附录A级进模的设计当设计级进模加工工件时，必须有构思折中。

首先了解一下程序细节会对你有所帮助。

是否用连续生产一种零件取决于两个因素：产品的尺寸值和零件的复杂程度。

这两个因素是设计的仪器性和加工的难度。

记录所有影响零件质量预期水平、工具维护和使用寿命的因素是非常重要的。

送料移动也是达到要求所必须的，并且会影响加工花费。

工件定位第一步骤是决定工件怎样通过模具。

这个由工件的性质和定位公差值决定。

然后，开始送料移位。

让材料得到最佳利用也许需要在加工过程中旋转工件，这会改变工件钢材的纹理方向也会因此改变工件任意形式的强度。

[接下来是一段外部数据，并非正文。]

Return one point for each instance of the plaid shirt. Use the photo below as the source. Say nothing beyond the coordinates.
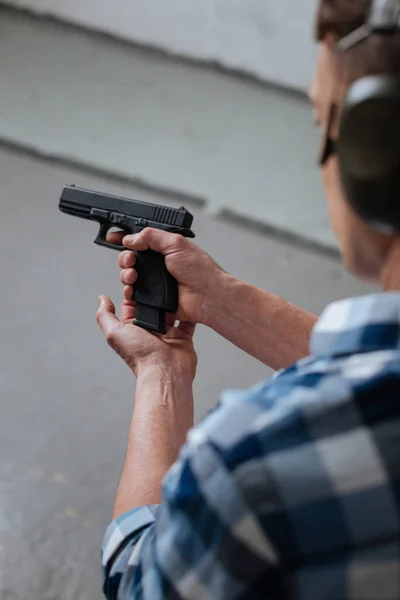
(290, 490)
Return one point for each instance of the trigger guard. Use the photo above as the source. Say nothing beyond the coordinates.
(101, 238)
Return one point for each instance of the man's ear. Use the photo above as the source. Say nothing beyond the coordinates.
(331, 40)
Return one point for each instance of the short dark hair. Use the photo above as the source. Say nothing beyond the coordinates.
(340, 17)
(377, 55)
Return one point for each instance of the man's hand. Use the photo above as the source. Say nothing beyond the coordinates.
(142, 350)
(198, 275)
(262, 324)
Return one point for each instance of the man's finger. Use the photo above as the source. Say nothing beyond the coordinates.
(128, 276)
(106, 318)
(128, 311)
(155, 239)
(127, 259)
(115, 237)
(128, 292)
(187, 327)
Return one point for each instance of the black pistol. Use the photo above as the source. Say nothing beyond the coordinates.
(156, 291)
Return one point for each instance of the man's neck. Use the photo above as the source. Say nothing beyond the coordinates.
(390, 278)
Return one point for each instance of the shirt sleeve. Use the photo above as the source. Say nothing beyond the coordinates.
(204, 541)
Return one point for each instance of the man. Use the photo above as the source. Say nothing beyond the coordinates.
(292, 489)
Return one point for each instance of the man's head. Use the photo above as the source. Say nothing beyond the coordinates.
(365, 251)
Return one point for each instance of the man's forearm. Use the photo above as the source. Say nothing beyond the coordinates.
(162, 417)
(272, 330)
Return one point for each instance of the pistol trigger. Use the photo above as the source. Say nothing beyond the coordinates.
(101, 239)
(102, 234)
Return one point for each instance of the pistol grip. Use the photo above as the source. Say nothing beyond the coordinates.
(156, 291)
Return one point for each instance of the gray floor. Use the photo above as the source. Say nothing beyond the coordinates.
(66, 400)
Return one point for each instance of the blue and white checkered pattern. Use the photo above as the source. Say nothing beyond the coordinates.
(290, 490)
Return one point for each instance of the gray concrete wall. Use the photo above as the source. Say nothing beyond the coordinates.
(238, 145)
(272, 40)
(65, 398)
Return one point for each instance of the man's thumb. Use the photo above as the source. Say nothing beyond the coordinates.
(106, 317)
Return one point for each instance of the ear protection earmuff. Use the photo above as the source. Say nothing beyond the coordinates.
(368, 145)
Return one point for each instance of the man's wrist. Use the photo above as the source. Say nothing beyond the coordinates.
(155, 373)
(220, 301)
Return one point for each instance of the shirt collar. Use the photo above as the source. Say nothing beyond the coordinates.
(364, 324)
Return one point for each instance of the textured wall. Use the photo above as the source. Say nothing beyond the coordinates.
(269, 39)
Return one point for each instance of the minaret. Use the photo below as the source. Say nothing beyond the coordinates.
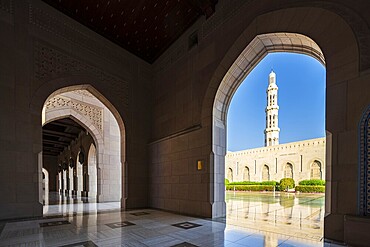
(272, 112)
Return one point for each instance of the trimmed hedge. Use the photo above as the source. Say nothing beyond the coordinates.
(312, 182)
(250, 187)
(310, 189)
(254, 183)
(286, 183)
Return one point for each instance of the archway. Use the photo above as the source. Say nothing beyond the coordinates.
(96, 172)
(252, 54)
(265, 173)
(288, 170)
(246, 175)
(45, 186)
(316, 172)
(92, 171)
(230, 175)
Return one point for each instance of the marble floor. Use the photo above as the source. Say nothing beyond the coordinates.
(148, 227)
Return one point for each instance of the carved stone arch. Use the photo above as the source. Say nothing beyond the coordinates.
(246, 173)
(288, 170)
(265, 176)
(67, 84)
(79, 118)
(229, 73)
(364, 164)
(316, 168)
(230, 175)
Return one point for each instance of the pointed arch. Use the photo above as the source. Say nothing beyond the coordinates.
(265, 173)
(364, 164)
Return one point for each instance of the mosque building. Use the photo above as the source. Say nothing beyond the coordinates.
(299, 160)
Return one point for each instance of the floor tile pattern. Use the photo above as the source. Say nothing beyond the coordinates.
(120, 224)
(186, 225)
(54, 223)
(185, 244)
(81, 244)
(139, 213)
(155, 230)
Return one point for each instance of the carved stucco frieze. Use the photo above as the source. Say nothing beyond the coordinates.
(50, 63)
(73, 33)
(93, 113)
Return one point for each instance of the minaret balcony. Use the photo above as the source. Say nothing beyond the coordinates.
(272, 107)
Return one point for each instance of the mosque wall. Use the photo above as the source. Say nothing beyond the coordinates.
(43, 51)
(294, 160)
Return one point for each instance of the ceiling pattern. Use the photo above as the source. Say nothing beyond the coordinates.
(145, 28)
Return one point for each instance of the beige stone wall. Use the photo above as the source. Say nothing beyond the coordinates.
(44, 51)
(167, 108)
(301, 155)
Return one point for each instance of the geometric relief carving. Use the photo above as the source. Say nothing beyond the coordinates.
(364, 165)
(51, 63)
(84, 93)
(95, 114)
(68, 32)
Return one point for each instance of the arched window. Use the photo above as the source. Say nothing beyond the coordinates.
(288, 171)
(246, 174)
(265, 173)
(316, 170)
(230, 174)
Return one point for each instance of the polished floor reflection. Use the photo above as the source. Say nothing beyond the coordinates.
(294, 215)
(58, 204)
(252, 221)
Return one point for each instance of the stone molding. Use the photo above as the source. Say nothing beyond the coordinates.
(93, 113)
(84, 93)
(52, 63)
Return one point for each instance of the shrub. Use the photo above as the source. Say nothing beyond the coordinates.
(253, 183)
(286, 183)
(317, 182)
(250, 187)
(310, 189)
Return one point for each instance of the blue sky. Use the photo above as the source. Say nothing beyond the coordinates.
(301, 98)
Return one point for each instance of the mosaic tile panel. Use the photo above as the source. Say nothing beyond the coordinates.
(186, 225)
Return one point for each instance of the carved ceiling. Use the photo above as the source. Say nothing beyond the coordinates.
(146, 28)
(58, 135)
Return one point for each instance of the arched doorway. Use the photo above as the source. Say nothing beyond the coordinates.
(288, 170)
(45, 186)
(252, 54)
(316, 172)
(92, 171)
(246, 175)
(94, 157)
(230, 175)
(265, 173)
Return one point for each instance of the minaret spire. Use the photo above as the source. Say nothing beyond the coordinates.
(272, 112)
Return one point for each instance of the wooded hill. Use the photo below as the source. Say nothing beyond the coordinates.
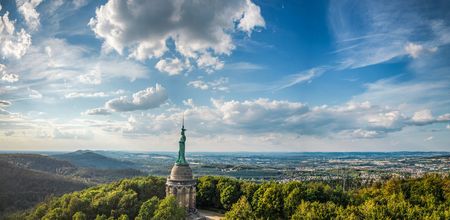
(142, 198)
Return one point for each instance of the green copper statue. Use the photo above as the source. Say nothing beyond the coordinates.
(181, 158)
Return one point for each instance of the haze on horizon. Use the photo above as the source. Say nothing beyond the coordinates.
(248, 75)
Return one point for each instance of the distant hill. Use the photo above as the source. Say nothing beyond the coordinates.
(22, 188)
(84, 158)
(39, 162)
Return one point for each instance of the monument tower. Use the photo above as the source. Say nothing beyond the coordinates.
(181, 183)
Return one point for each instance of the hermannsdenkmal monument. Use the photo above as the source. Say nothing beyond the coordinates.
(181, 182)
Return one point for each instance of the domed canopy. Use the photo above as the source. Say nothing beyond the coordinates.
(181, 172)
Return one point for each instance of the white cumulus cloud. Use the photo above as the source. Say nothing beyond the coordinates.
(13, 44)
(148, 98)
(172, 66)
(27, 8)
(200, 31)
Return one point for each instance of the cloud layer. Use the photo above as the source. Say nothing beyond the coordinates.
(144, 29)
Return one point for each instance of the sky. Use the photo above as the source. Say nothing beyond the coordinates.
(248, 75)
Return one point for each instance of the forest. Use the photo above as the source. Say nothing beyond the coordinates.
(139, 198)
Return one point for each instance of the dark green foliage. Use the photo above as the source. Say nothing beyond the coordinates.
(168, 209)
(121, 199)
(148, 208)
(241, 210)
(21, 188)
(427, 197)
(418, 198)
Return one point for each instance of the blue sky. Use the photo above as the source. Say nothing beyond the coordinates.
(247, 75)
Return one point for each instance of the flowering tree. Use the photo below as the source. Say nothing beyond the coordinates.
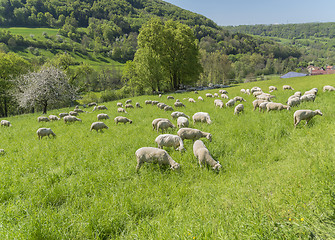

纹理的形成可能引起金属疲劳和断裂，还会使拐角形成更加困难。

因此，结构形式也会深受分子化学组成问题的影响。

一个即将加工成计算机工业零件的条料被旋转，达到形成由两不同纹理挤压成的角。

依据形式决定工件的尺寸以及公差值0.025mm。

旋转条料用来使组织形式更坚固，而不是最有效的利用材料。

如此一来，保证工件公差优于有效利用材质。

工件的结构提供了工件旋转的第二个动力。

如果需要凸轮形成或者穿孔连续加工，旋转工件是最好的，有时也是唯一的选择，因为凸轮和驱动可能会占用大半个房间。

典型工件需要旋转以达到和圈料垂直的性质。

这也提供了最简单并且最容易达到的形成凸轮的条件。

通常，旋转工件以最好的利用材料和挤压凸轮以保证他们在盘绕卷之外这两种方法的折中是最终的结果。

这样可能增加单个工件和加工花费。

为了能连续制造工件，这种折中是必须的。

第三种看法是之所以需要在条料中旋转工件是由于让条料通过模具是必要的。

推力有时可能被适当的工件旋转同步消除。

在同一方向上任何形式的零件，应力都可能通过向上成型消除。

这样通常会增加模具的成本。

当工件在反方向上成型时，多余的推力，材料的浪费，加工的复杂性和成本都会增加加工时的花费。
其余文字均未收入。